You are a mother now. Your child, Remy, is one. You recently celebrated his birthday. What lessons have you been learning after becoming a mother? What kind of career and life lessons life lessons have you learned along the way?

Being a mother is just pure, unalloyed joy. I think the biggest thing I’ve learned is that before I became a mother, people scared me a lot about being a mom-CEO and saying, ‘kaise hoga, kaise hoga?‘ (how will you cope with the responsibilities of being a mother and CEO?)

And I’ve learned that it’s all possible. I have learned that while it’s chaotic and there’s a lot of planning, everything can happen, and you should believe it is possible and it will become possible.

Tell us about your career and life lessons.

I think prioritisation has been the biggest one.

I was always a very good time manager, but after a child, I think I have a much sharper sense of priorities. I think that’s really the biggest one. I evaluate everything, and I’ve learned to say no a lot more.

What attitude and approach do you adopt to overcome personal and professional challenges?

We all face challenges in life.
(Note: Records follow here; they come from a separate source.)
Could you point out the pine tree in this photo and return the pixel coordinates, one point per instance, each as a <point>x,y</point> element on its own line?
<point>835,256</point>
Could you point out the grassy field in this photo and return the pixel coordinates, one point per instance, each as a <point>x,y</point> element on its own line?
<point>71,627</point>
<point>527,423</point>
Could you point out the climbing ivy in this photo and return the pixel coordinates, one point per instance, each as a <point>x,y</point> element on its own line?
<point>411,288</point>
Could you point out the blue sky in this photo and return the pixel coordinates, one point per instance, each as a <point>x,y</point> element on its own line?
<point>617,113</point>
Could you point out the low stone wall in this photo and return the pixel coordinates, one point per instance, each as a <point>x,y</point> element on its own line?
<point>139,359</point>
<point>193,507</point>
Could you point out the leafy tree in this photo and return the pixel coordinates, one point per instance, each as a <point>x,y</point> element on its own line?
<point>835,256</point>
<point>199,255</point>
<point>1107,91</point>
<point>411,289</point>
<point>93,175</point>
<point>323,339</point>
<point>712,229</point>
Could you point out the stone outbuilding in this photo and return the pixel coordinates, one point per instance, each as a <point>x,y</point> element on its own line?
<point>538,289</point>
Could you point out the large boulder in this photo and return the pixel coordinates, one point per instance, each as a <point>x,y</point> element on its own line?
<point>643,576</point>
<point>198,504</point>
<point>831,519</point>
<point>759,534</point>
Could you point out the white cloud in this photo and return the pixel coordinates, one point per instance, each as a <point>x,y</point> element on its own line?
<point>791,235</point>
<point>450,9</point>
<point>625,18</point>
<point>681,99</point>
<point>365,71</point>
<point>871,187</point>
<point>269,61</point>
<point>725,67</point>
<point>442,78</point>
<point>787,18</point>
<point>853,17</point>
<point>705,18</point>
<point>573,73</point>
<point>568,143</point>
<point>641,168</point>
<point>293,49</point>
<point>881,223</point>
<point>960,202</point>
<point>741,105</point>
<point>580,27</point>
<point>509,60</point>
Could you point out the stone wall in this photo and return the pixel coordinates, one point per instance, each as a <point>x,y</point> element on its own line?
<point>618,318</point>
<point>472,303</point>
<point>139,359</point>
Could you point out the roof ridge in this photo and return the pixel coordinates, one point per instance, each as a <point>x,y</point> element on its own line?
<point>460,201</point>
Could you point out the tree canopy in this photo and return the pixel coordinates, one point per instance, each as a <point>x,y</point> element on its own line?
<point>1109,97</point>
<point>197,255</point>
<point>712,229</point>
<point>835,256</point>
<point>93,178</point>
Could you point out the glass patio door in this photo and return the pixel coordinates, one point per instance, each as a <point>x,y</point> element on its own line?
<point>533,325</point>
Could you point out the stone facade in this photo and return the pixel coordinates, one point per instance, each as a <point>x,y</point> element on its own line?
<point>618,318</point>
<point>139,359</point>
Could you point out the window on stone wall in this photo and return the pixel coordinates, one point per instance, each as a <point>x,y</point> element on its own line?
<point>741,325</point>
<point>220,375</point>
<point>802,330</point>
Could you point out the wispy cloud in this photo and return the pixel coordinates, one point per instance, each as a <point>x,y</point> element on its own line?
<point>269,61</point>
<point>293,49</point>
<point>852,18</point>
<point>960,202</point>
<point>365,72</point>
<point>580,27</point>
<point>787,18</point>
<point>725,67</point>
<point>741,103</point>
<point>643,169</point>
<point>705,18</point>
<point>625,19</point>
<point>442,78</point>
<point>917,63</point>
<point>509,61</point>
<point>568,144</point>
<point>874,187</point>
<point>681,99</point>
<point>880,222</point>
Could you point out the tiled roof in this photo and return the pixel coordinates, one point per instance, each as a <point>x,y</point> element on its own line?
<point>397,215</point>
It’s our approach towards them that absolutely decides what you become.

Professionally, the challenge always is raising money; I think being in the client business the challenge is winning over trust of people.

I’ve learned that a certain amount of honesty is extremely important, especially when you make mistakes, because we all make mistakes. That’s one thing I learned. What else strikes me as important? I think building a brand is a difficult exercise in India.

What I’ve learned is to be hands on, to be on the ground, and to really give things time, because you don’t get the answers on day one, you don’t win people over on day one. So just building and taking time, I think that’s been a lesson.

I think resilience has been an important lesson; as financial services professional you naturally go through so many ups and downs.

Having a certain amount of resilience helps, I think, has also been a lesson.

What values did your parents inculcate in you as a child?

The biggest one was being more than your circumstances, working hard, believing that each generation should take a leap. My father is still the hardest working person in our house. He’s 70 plus. The second one — because of our unique background in moving around — is being very adaptable, not holding on to something and moving on quickly.

The third one was finding optimism, making the best of the opportunities that are given to you, the circumstances that you are in.

What are the motivations in your life? When you are down, when you face challenges, what motivates you the most?

I think the ability to make impact. There is no greater joy.

I’ll tell you a story.

I was once traveling with a group of other CEOs, many of them much more senior, richer, etc. And a couple of people came to me at the airport and took pictures with me and said that something I had said or written had sort of changed the way they looked at their own profession and their own career. And everyone looked at me and asked why have these people come to you? And I said, I must have written something.

That gives me great sense of joy. It’s a joy that money or power can’t buy: The ability to make an impact on people’s lives.

What’s your advice for India’s youth, especially those who want to become entrepreneurs?

I think go for it, but be fully informed about what you are trying to do. Entrepreneurship is not glamorous, it’s not glorious. It has really dark and tough days.

It requires a lot of resilience. So go for it. It’s the best thing you can do. But do it thoughtfully and for the right reason.

I must ask you this question because I’ve been doing some background research. Tell us about your love for Urdu and Hindi poetry. How did your journey with poetry begin?

Since a child I loved poetry. We grew up with Hindi and Urdu in our house because my father had lived in Pakistan. He is, of course, an exceptionally good writer himself.

We grew up with an environment that was rooted in poetry to be honest. It’s always been in the house; we listen to ghazals. In fact, because I grew up abroad, I didn’t learn Hindi. I only studied Hindi for three, four years in school.All my Hindi is learned from poetry.

Who are your favourite poets?

I like Faiz (Ahmed Faiz). I love Sahir Ludhianvi’s work.